GigaSpeech 2: An Evolving, Large-Scale and Multi-domain ASR Corpus for Low-Resource Languages with Automated Crawling, Transcription and Refinement
摘要
评审与讨论
This paper presents GigaSpeech 2, an evolving large-scale (30000 hours) multilingual ASR corpus for Thai, Indonesian, and Vietnamese. The dataset is constructed in the following steps: crawled video/audio from YouTube, automatically transcribed using Whisper, forced-aligned with Torchaudio, policy-based filtering, and finally label-refinement with noisy-student-training (NST). A modified NST approach is used to obtain higher-quality labels through iterative refinement, where an ASR model is trained on a subset of noisy data, generates labels for a larger subset, and that generated data is used to train a larger ASR model. Results of some representative ASR models are also reported. It is shown that the model trained with iteratively refined datasets has the SOTA performance on the test datasets.
优点
- Dataset for speech is very important, and the speech community is thriving to see a new massive dataset.
- The proposed data creation flow is clear, and code is provided for reproducibility.
- The provided leaderboard gives the community a better sense of data difficulty.
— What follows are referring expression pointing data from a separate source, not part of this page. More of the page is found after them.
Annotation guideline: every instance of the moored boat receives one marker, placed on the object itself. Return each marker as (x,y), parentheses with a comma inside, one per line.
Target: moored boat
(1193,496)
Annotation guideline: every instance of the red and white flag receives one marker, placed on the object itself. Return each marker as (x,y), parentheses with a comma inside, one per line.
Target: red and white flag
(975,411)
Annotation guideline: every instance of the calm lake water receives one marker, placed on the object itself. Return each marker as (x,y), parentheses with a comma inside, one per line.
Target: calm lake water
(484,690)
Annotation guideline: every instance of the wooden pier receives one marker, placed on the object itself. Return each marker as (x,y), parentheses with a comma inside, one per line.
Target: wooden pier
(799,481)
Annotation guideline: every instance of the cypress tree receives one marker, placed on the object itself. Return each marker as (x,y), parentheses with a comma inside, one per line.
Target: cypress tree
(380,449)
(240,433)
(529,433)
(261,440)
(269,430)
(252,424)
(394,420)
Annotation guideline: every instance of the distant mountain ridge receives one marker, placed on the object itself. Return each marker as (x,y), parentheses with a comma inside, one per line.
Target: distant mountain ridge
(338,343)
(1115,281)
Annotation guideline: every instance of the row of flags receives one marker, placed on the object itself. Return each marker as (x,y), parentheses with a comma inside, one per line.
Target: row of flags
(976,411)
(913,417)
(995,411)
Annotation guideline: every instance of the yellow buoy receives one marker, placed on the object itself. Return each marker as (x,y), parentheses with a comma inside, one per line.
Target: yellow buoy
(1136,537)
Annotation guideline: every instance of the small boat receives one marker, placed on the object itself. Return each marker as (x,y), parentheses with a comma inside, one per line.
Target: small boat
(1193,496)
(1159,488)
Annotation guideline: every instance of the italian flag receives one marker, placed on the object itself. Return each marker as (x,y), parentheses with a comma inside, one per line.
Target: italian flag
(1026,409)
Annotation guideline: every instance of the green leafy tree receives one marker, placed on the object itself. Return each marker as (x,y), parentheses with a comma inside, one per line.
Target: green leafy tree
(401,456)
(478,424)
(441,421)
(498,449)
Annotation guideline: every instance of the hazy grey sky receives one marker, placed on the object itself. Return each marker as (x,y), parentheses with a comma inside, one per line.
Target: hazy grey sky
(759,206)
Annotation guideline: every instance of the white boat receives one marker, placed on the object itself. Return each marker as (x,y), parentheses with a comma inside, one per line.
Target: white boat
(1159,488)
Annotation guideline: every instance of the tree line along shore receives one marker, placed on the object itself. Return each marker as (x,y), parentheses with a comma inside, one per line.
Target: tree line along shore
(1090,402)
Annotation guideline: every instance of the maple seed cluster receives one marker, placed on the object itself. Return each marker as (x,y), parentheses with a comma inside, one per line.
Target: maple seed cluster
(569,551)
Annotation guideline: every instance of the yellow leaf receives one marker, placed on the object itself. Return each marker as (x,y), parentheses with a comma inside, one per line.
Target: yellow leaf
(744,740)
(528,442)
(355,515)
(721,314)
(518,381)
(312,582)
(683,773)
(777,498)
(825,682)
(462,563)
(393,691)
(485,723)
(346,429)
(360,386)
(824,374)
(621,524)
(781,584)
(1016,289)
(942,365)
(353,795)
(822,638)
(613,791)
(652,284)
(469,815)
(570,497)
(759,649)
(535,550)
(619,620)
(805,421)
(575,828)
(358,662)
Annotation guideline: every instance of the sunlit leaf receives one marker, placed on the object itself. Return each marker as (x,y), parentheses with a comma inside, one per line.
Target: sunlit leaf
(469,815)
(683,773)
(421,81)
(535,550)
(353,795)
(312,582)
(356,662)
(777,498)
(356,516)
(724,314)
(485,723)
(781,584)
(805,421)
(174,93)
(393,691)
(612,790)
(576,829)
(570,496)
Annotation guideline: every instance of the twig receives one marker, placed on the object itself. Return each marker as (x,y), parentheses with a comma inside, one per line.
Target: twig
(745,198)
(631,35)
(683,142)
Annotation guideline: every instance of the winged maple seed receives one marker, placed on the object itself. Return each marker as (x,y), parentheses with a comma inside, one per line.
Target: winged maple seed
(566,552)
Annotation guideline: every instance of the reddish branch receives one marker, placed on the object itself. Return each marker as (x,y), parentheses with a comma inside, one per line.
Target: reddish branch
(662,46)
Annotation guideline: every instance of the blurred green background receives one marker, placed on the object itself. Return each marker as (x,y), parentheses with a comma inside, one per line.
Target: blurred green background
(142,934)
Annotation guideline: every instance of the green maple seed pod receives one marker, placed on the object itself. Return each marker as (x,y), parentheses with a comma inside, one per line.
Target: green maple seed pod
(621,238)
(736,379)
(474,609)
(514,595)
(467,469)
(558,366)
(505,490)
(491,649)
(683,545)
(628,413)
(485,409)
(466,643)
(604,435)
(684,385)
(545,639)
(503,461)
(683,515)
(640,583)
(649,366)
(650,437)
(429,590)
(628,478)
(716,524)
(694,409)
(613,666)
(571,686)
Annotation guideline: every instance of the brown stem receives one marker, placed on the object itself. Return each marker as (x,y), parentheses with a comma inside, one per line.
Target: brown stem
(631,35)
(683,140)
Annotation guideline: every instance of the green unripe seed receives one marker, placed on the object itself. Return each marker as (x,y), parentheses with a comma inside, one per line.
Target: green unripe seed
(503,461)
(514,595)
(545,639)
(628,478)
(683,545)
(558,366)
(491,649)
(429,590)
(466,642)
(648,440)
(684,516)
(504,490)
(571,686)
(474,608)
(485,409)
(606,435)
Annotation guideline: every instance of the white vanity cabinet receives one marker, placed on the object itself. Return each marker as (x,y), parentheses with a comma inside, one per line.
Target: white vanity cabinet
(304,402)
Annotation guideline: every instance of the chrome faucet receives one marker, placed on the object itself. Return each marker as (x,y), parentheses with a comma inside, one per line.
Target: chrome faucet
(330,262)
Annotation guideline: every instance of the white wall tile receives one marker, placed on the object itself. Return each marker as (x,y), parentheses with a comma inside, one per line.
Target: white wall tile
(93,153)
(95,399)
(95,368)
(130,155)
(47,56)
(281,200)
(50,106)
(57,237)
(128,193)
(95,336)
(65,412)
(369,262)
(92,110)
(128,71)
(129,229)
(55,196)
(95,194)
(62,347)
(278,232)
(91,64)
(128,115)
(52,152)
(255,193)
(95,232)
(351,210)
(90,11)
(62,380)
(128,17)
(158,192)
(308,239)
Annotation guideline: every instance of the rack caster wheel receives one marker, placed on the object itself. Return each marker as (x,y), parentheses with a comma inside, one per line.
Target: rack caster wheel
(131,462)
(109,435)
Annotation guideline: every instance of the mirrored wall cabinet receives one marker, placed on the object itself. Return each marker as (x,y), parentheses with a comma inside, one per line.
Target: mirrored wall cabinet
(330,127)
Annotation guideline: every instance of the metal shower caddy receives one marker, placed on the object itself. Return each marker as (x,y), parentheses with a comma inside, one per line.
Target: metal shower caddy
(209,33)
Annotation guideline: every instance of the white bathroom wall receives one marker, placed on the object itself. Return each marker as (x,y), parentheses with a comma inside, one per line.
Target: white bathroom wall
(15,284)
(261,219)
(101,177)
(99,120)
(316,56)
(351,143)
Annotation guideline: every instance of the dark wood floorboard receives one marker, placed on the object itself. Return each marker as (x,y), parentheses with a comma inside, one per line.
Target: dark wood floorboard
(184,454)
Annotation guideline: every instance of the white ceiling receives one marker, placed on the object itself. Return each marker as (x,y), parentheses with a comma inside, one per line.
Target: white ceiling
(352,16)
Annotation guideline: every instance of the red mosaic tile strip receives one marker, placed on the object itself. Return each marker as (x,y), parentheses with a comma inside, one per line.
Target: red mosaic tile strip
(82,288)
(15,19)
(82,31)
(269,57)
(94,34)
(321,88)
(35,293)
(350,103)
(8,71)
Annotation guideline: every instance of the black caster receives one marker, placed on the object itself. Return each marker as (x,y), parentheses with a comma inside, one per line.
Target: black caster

The reported WERs make me more convinced that the test set is realistic and applicable.
缺点
Writing
- W1: Please use the citation format correctly. It should be \citep and \citet, depending on the usage. It seems like the current version is a direct transfer from NeurIPS, which uses \cite.
- W2: The organization of the paper is a little messy. There are too many bold texts with multiple hierarchies (for example Sec 3.1). At the same time, there are also numbered points in Sec 4. When finish reading the paper, I already get lost on what the contributions of the paper are. I suggest making the paper more organized. One simple improvement is to reference the section numbers in your contribution in the Introduction.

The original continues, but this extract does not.